Polizei ermittelt Hakenkreuz an Linken-Büro in Berlin

An der Geschäftsstelle der Linken in Charlottenburg-Wilmersdorf wurde ein Hakenkreuz samt rechtsextremem Schriftzug entdeckt, die Polizei ermittelt wegen eines möglichen Hassverbrechens

Polizei ermittelt Hakenkreuz an Linken-Büro in Berlin
Symbolfoto · Foto: Hasan Tayyar Besik / Unsplash

An der Geschäftsstelle der Partei Die Linke in Charlottenburg-Wilmersdorf wurde ein Hakenkreuz sowie ein rechtsextremer Schriftzug an der Fensterscheibe entdeckt. Das schwarze Symbol und die Inschrift wurden am Morgen in der Behaimstraße 17 in 10585 Berlin gefunden. Die Partei hatte den Vorfall bestätigt und ein Foto des Vandalismus veröffentlicht, um die Öffentlichkeit über die Tat zu informieren.

Ermittlungen wegen Hasskriminalität

Die Berliner Polizei hat die Ermittlungen aufgenommen und geht von einem Verbrechen aus Hass und Vorurteilen aus.
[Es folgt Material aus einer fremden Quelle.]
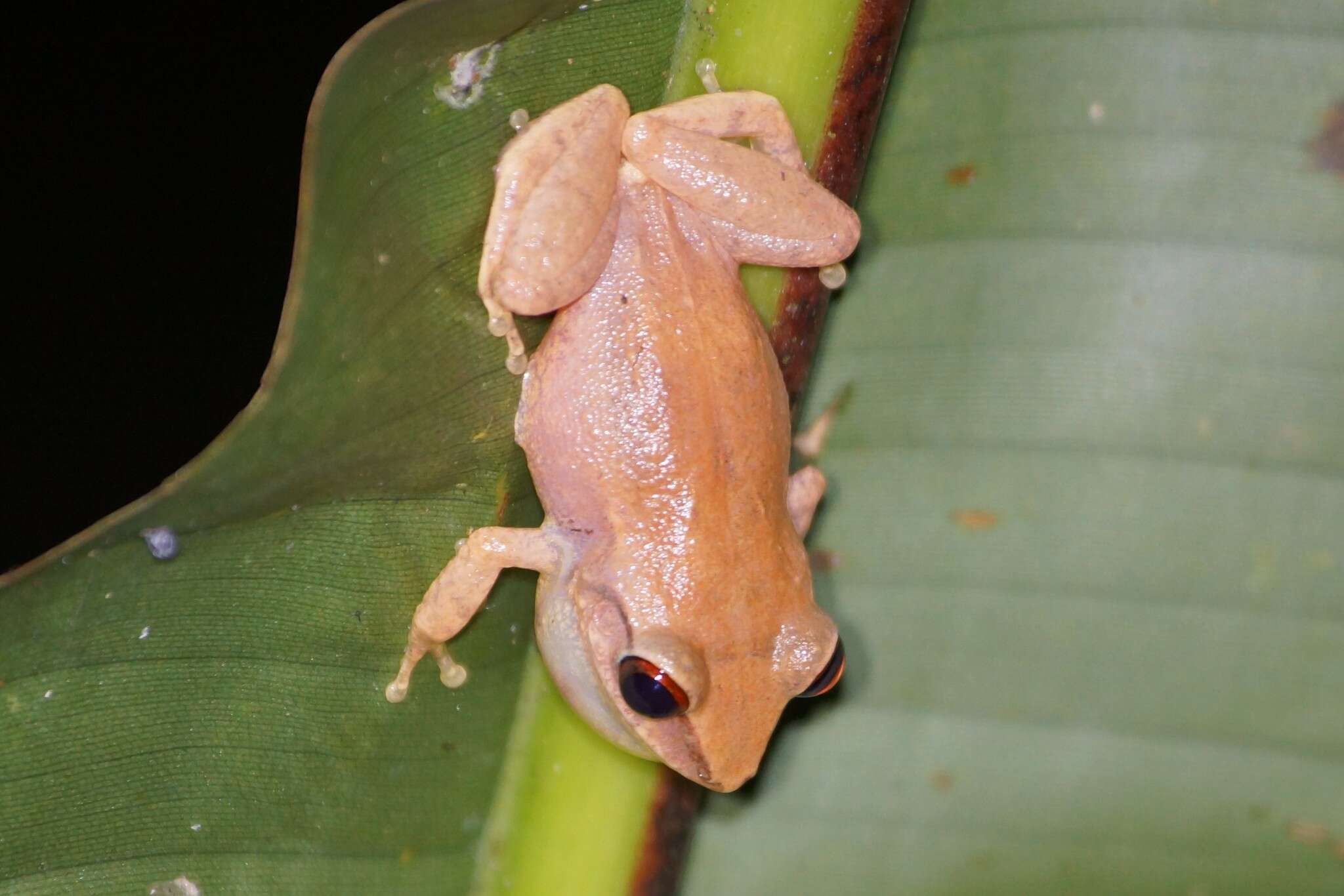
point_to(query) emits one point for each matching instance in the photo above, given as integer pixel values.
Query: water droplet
(707, 69)
(832, 275)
Der auf der Scheibe befindliche Schriftzug deutet laut Angaben der Linken auf eine spezifische rechtsextreme Gruppierung hin, deren Identität noch Gegenstand der polizeilichen Recherchen ist. In solchen Fällen ermittelt die Staatsanwaltschaft in der Regel nach Paragraf 130 StGB (Volksverhetzung) und Paragraf 126 StGB (Störung des öffentlichen Friedens durch Androhung von Straftaten). Die Geschäftsstelle dient als zentraler Treffpunkt für lokale Arbeitsgruppen und politische Aktivitäten im Bezirk.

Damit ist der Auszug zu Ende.